Researchers hint the strain may have evolved from Podec, a family first spotted in 2015.
Podec, when first spotted, was an SMS Trojan known for its ability to bypass CAPTCHA. The malware came disguised as popular mobile games, like Minecraft, that once downloaded, requested administrator privileges. Podec could subscribe phone numbers to paid content and delete call records. Like Loapi, Podec could also recruit a victim's device to join a botnet and launch DDoS attacks.
Loapi hasn’t lost Podec’s ability to send SMS messages on behalf of attackers; Kaspersky researchers claim a module in the latest iteration of the malware can send SMS messages to any number, or subscribe users to paid services. The fact that the malware is capable of so many activities prompted the researchers to call it a “jack of all trades” Monday.
Researchers with Trend Micro also outlined a new Android mobile malware family on Monday dubbed GnatSpy. Ecular Xu, a threat response engineer with the firm, posits the strain is a variant of VAMP, a data-stealing malware family identified by Palo Alto researchers this past April. Xu couldn't confirm how GnatSpy was being distributed; he suggests that attackers may be sending malicious files containing the malware directly to users and – as they're named to sound seemingly legitimate, “Android Setting” or “Facebook Update” – tricking them into installing them.

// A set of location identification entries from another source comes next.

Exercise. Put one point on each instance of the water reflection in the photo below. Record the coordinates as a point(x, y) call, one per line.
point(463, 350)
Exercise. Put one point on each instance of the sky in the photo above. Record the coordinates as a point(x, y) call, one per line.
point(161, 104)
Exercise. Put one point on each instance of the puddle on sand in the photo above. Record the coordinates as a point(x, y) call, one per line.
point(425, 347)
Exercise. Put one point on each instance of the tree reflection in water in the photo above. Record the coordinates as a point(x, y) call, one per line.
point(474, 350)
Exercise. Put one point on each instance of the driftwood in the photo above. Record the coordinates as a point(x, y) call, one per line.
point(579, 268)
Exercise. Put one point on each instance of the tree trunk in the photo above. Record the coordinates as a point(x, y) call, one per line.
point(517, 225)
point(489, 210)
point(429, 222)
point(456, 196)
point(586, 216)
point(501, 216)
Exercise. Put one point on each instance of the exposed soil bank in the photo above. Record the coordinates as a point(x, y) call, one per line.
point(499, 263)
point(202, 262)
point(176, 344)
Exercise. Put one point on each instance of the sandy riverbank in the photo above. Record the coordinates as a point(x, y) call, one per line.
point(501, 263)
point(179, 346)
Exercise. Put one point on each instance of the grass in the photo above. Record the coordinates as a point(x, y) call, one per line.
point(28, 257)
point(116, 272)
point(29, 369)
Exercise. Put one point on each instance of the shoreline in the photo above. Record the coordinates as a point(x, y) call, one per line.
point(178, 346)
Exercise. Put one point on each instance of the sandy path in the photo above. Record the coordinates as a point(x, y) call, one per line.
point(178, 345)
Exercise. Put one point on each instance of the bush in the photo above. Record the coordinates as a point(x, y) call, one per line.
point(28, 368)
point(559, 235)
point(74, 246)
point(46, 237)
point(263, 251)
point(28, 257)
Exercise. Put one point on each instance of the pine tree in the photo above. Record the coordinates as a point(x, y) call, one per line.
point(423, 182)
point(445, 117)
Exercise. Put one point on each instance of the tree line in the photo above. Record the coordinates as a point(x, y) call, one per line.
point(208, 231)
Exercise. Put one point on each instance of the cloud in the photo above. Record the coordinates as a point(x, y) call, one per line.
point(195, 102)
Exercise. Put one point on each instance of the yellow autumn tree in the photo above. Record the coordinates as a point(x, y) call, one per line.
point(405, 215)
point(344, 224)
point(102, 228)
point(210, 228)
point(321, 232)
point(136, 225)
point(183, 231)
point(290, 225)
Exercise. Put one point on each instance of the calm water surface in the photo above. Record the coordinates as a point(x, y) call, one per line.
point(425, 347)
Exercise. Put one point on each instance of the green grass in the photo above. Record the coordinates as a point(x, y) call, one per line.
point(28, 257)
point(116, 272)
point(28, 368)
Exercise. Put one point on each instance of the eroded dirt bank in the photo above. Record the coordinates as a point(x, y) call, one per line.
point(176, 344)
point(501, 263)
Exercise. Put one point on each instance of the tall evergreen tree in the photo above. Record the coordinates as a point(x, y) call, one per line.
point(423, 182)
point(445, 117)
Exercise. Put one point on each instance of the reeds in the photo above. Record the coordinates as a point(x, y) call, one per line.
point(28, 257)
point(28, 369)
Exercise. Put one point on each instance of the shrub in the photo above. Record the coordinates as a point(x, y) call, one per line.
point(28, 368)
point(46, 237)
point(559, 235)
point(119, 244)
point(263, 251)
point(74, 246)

The malware primarily siphons up information about infected devices, battery type, memory and storage usage, SIM card status, and so on.
Perhaps the one silver lining here is the fact that neither of these families, currently at least, are being spread through legitimate channels like Google's Play marketplace. Loapi samples Kaspersky Lab researchers obtained were distributed via advertising campaigns; Trend Micro declined to say how it came across its GnatSpy samples. That shouldn’t deter Android users from exercising caution when it comes to installing apps on Google Play. As we saw earlier this year, malware like BankBot, a mobile banking Trojan, can still evade protections put in place by Google Play to infect users.